The Supreme Court reversed. Mental health records are given special status in West Virginia. Under W.Va. 27-3-1, a patient’s mental health records are treated as “confidential” and may only be released pursuant to (1) a signed, written authorization by the patient, or (2) a court order. The Court in Barber rejected the argument that by failing to object to the subpoena the plaintiff had waived any confidentiality rights. Clearly, a failure to object, without more, is not a signed writing. Furthermore, the Court reaffirmed that a subpoena is issued ex parte by the clerk and, therefore, is not a court order within the meaning of W.Va. 27-3-1. The new syllabus in Barber reads as follows:
“A hospital’s compliance with the Medical Records Act, West Virginia Code §§ 57-5-4a through -4j (1981), and the Health Insurance Portability and Accountability Act of 1996 when responding to a subpoena for a patient’s records does not preclude an action-based on the wrongful disclosure of confidential information in violation of West Virginia Code § 27-3-1 (2008).”
In Kahle’s Kitchen, Inc. v. Shutler Cabinets, Inc., the Supreme Court not only found a subpoena to be overbroad, but also affirmed an award of attorney fees under Rule 45.

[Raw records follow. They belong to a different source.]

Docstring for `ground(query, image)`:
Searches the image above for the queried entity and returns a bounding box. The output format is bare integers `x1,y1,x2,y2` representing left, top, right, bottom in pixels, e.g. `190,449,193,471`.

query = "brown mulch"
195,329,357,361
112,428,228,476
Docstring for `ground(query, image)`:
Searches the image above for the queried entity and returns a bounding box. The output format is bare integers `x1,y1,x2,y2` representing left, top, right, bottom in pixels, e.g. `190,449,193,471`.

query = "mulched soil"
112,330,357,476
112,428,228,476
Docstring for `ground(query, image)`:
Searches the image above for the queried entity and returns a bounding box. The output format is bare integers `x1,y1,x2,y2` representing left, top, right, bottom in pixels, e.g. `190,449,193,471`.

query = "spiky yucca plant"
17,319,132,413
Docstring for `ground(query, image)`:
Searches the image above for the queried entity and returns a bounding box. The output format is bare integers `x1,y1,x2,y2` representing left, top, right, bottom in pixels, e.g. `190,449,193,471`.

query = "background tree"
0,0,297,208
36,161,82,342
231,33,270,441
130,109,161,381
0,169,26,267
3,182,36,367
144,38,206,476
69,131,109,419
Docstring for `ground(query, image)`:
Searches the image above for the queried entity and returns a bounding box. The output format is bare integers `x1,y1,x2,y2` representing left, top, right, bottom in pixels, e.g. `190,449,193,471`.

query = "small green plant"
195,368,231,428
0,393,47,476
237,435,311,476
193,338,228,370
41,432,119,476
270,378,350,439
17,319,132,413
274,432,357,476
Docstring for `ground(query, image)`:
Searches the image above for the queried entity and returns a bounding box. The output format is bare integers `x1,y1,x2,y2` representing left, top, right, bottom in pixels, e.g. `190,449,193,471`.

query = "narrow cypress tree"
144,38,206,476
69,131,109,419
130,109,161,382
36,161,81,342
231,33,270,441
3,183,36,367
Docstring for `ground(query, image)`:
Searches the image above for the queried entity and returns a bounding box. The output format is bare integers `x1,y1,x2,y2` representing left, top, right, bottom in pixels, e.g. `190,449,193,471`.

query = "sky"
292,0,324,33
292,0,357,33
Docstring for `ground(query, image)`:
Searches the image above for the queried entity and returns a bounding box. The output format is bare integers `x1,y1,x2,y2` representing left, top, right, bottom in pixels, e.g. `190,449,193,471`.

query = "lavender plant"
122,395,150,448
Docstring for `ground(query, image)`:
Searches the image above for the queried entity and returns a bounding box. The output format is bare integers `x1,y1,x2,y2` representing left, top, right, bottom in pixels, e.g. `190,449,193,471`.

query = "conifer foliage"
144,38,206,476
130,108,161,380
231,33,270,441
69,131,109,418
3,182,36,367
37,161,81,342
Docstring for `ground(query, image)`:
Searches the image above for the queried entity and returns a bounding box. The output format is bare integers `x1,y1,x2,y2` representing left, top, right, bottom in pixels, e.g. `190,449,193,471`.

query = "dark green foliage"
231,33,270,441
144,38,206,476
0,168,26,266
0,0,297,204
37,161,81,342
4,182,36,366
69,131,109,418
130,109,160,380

This case arose out of an alleged infestation in a shipment of plywood from DSI to Kahle’s. Another DSI customer, Shutler, received plywood from the same shipment. Kahle’s issued a sweeping subpoena requesting not only Shutler’s shipping records, but also the names and addresses of Shutler’s customers so it could contact them directly. The trial court quashed the subpoena and awarded attorney fees.
The Supreme Court affirmed the bulk of the trial court’s order. Importantly, the Court emphasized that, under Rule 45(d)(1), a party issuing a subpoena is under “a clear, unambiguous duty…to take reasonable steps to avoid imposing undue burden…on a person subject to [a] subpoena.” In this case, the subpoena was overbroad and placed an undue burden on Shutler because the records it requested were irrelevant and obtainable from other, independent sources. This is a good case to have in your back pocket when confronting an overbroad or oppressive subpoena.